The project has caused changes in the domesticated foxes in
comparison to the wild silver foxes in regards to morphology and
temperament. For example, the domesticated silver foxes have been seen
to have molted or spotted colored fur and they have become tamer. The
changes in temperament are believed to be a result of a lower production
of adrenaline, and the selection for tameness has cause the expression
of dog-like behaviors, such as raised tail and coming into heat every
six months rather than annually.[15]
Current project status
Since the initiation of fox domestication, more research and experimentation has been performed. DNA microarrays
were utilized to find the differences in genetic expression between
domesticated, non-domesticated (farm-raised), and wild foxes. It was
found that there was a difference of forty gene expressions between the
domesticated and non-domesticated foxes. Although there was a
difference in the genes of the three groups, the experimenters did not
look into the behavioral and functional consequences of these
differences.[17] However, in 2007, a study was performed that explored the genetic basis of tame and aggressive behavior in the foxes using QTL mapping.[18]
In culture
The silver fox appears in the stories of many cultures. The Achomawi
people of Northern California tell a myth about two creators: the wise
silver fox stemming from fog and the amoral trickster coyote from the
clouds. The myth reveals that while the coyote slept, the silver fox
used its hair combings to create landmasses. It then thought of trees,
rocks, fruits, and other resources, and created those too. However, the
coyote could not employ self-control and ate everything up at will after
it awoke. The story tells a moral lesson, portraying the silver fox as a
wise being and creator of sorts while suggesting the coyote as a lazy
and impulsive animal. Similarly the silver fox has often been
represented on totem poles.[19]
The silver fox also appears as a symbol on the Prince Edward Island
coat of arms. In the late 1800s, the rare silver fox was native to the
region, and its pelt was highly valued around the world. It was on the
island that the art and science of breeding furbearing animals was
developed and refined. Consequently, fur farming became an important
part of the 20th century economy of the province and Wisconsin. The
Fromm brothers started their fur trading company in Central Wisconsin in
the 1930s which led to the development of the distemper vaccine. The
silver fox has come to symbolize the wit and wisdom of the islanders. In
regards to its fur breeding history, it has come to symbolize the
ingenuity and perseverance involved in industry.[20]
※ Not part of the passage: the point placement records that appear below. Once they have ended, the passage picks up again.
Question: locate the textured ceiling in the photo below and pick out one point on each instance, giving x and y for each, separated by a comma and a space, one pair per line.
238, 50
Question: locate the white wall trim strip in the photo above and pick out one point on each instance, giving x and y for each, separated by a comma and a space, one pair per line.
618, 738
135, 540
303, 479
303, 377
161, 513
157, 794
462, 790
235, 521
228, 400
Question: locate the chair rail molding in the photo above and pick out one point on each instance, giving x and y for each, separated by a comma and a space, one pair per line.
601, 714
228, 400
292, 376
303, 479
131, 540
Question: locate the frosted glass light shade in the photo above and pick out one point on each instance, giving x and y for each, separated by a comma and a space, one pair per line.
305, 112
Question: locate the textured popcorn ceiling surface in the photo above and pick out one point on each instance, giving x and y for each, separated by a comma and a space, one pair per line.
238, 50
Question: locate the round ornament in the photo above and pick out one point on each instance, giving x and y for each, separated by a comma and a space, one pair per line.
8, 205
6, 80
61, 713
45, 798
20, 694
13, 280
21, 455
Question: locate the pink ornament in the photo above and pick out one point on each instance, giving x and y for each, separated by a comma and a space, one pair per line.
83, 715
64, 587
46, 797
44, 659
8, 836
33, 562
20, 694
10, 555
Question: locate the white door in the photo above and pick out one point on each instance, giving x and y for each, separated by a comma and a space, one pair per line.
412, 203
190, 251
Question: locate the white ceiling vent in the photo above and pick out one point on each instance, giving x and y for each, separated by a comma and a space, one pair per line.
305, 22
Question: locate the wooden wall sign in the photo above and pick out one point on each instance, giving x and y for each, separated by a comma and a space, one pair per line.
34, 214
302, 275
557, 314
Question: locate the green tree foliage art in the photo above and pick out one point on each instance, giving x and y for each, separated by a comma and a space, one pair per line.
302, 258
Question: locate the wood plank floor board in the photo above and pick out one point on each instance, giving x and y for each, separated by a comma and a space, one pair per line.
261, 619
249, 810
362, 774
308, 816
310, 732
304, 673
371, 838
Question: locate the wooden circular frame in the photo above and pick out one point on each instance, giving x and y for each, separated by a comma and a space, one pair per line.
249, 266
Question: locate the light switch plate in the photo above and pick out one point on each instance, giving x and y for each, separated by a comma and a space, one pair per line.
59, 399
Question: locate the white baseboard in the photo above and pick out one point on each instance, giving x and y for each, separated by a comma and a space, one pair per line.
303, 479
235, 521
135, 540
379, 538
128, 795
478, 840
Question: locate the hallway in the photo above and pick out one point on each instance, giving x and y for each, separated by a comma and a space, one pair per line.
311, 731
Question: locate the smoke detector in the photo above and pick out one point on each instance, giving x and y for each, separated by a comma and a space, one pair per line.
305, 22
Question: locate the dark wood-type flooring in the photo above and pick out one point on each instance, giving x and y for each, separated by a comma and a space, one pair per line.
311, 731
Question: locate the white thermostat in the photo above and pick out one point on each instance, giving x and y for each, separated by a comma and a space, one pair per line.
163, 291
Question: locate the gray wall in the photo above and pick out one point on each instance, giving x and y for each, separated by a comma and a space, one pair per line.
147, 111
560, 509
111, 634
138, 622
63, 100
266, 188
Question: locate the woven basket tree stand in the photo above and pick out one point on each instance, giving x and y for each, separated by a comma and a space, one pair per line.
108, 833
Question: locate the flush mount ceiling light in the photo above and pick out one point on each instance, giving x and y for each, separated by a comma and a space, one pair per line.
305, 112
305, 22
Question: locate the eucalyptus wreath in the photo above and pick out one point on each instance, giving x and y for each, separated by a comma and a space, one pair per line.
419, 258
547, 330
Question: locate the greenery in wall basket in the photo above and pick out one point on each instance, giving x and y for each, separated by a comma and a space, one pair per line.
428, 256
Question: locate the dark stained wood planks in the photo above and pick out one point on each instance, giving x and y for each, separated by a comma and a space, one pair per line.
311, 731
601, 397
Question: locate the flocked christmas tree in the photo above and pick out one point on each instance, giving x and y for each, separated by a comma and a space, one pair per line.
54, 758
In addition, the silver fox has been represented in different
forms of media. On television, in films, and in comic books, Silver Fox
is a character in the Wolverine superhero series.[21] In literature, the characters Scarface and Lady Blue from The Animals of Farthing Wood are silver foxes.[22]
The term 'silver fox' is used to describe an attractive older man, specifically one who has (or is beginning to show) grey hair.